Alan Arkin, the Oscar-winning actor in 2007 of Little Miss Sunshine, died at the age of 89 on Friday June 30, according to his publicist. He was considered a strong-willed actor who demonstrated his versatility in everything from wacky comedy to chilling drama. He had been nominated for the Oscars four times. His sons Adam, Matthew and Anthony, who confirmed his death, said in a statement: “Our father was a uniquely talented force of nature, both as an artist and as a man. »

A member of Chicago’s famous Second City comedy troupe, Alan Arkin had immediate success in the cinema with the Cold War parody films The Russians Are Coming, The Russians Are Coming. He hit his peak late, with his Best Supporting Actor win for the surprise 2006 hit Little Miss Sunshine. His role as a cash Hollywood producer, capable of creating a fake film for the CIA, in Ben Affleck’s Argo, had also made an impression and earned him an Oscar nomination.

In recent years, he starred opposite Michael Douglas in the Netflix comedy series The Kominsky Method, a role that earned him two Emmy nominations.

“When I was a young actor, people wanted to know if I wanted to be a serious or funny actor,” Michael McKean tweeted Friday. “I was like, ‘What kind is Alan Arkin?’ and it silenced them. Alan Arkin once told the Associated Press that the beauty of being a character actor is not having to strip naked for a role. He was neither a sex symbol nor a superstar, but he was rarely out of work, appearing in over a hundred TV movies and feature films. His trademarks were sympathy, his endearing side and the total immersion in his roles, as unusual as they were, whether it was a Russian submarine officer in The Russians are Coming… who had struggling to communicate with equally nervous Americans, or a rude, drug-addicted grandfather in Little Miss Sunshine.

“Alan never had an identifiable on-screen personality, because he just disappears into his characters,” The Russians are Coming… director Norman Jewison once observed. “His accents are impeccable, and he’s even able to change his look… He’s always been underestimated, in part because he’s never been in the service of his own success.” »

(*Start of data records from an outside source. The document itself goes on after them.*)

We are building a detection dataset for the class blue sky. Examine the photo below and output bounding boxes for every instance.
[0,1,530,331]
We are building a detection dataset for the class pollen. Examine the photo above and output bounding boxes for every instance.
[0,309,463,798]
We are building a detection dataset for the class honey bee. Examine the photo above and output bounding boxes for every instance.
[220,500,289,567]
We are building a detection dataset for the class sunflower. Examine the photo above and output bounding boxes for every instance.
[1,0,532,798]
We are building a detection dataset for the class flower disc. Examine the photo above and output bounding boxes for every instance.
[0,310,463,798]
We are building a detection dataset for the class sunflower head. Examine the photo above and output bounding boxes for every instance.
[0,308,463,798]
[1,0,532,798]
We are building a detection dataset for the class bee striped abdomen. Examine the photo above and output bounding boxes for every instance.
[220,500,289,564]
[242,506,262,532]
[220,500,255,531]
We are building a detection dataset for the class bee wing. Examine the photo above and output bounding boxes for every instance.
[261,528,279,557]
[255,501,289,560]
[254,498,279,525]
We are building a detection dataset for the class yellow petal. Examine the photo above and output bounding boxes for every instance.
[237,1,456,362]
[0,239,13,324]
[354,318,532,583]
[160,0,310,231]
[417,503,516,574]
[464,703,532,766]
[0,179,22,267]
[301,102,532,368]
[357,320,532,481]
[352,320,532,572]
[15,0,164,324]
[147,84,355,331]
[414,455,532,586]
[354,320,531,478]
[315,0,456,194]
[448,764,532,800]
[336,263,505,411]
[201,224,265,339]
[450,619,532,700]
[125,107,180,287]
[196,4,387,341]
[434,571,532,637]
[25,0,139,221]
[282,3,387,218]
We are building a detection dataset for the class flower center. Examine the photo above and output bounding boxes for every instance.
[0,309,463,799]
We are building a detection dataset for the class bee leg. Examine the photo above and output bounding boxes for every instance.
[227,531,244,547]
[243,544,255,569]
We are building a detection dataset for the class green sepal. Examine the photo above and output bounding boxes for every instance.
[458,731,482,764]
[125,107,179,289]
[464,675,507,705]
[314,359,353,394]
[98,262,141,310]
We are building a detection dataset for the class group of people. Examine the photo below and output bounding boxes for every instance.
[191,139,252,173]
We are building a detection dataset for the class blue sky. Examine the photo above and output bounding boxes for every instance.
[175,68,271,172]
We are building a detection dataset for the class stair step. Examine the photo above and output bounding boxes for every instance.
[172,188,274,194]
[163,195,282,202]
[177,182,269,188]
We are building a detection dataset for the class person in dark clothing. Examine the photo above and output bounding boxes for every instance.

Alan Arkin’s rise continued in 1968 with The Heart Is a Lonely Hunter, in which he played a sensitive man who could neither hear nor speak. He played the role of a clumsy French detective in L’Infallible Inspector Clouseau the same year, but the film will be passed over in favor of the character of Peter Sellers in the film series The Pink Panther.

Alan Arkin’s career continued to blossom when Mike Nichols, another Second City alum, cast him in the lead role of Yossarian, a victim of wartime bureaucracy in 1970’s Catch 22. film based on the novel by Joseph Heller which sold a million copies. Over the years he has appeared in such popular films as Edward Scissorhands as Johnny Depp’s neighbor; and in the film version of Glengarry by David Mamet, as a stubborn real estate salesman.

“My characters were very often the heart, the moral center of a film”

“I used to think my films were very varied. But I realized that for the first twenty years or so, most of the characters I played were outsiders, strangers to their surroundings, strangers in one way or another,” he said. to Associated Press in 2007.

“As I started getting better and better about myself, that started to change. A few days ago someone gave me one of the nicest compliments I have ever received. She told me that she thought my characters were very often the heart, the moral center of a film. I didn’t really get it, but I liked it; it was a pleasure. »

Alan Arkin also directed the film version of Jules Feiffer’s 1971 black comedy Little Murders and Neil Simon’s 1972 play about the bickering of former vaudeville partners, The Sunshine Boys. On television, he appeared in the short-lived series Fay and Harry and also wrote several children’s books.

Born in Brooklyn, New York, he studied acting at Los Angeles City College, California State University, and Bennington College in Vermont, where he earned a scholarship. He married a schoolmate, Jeremy Yaffe, with whom he had two sons, Adam and Matthew. After their divorce in 1961, Arkin married actress and writer Barbara Dana, with whom he had a son, Anthony. His three sons became actors.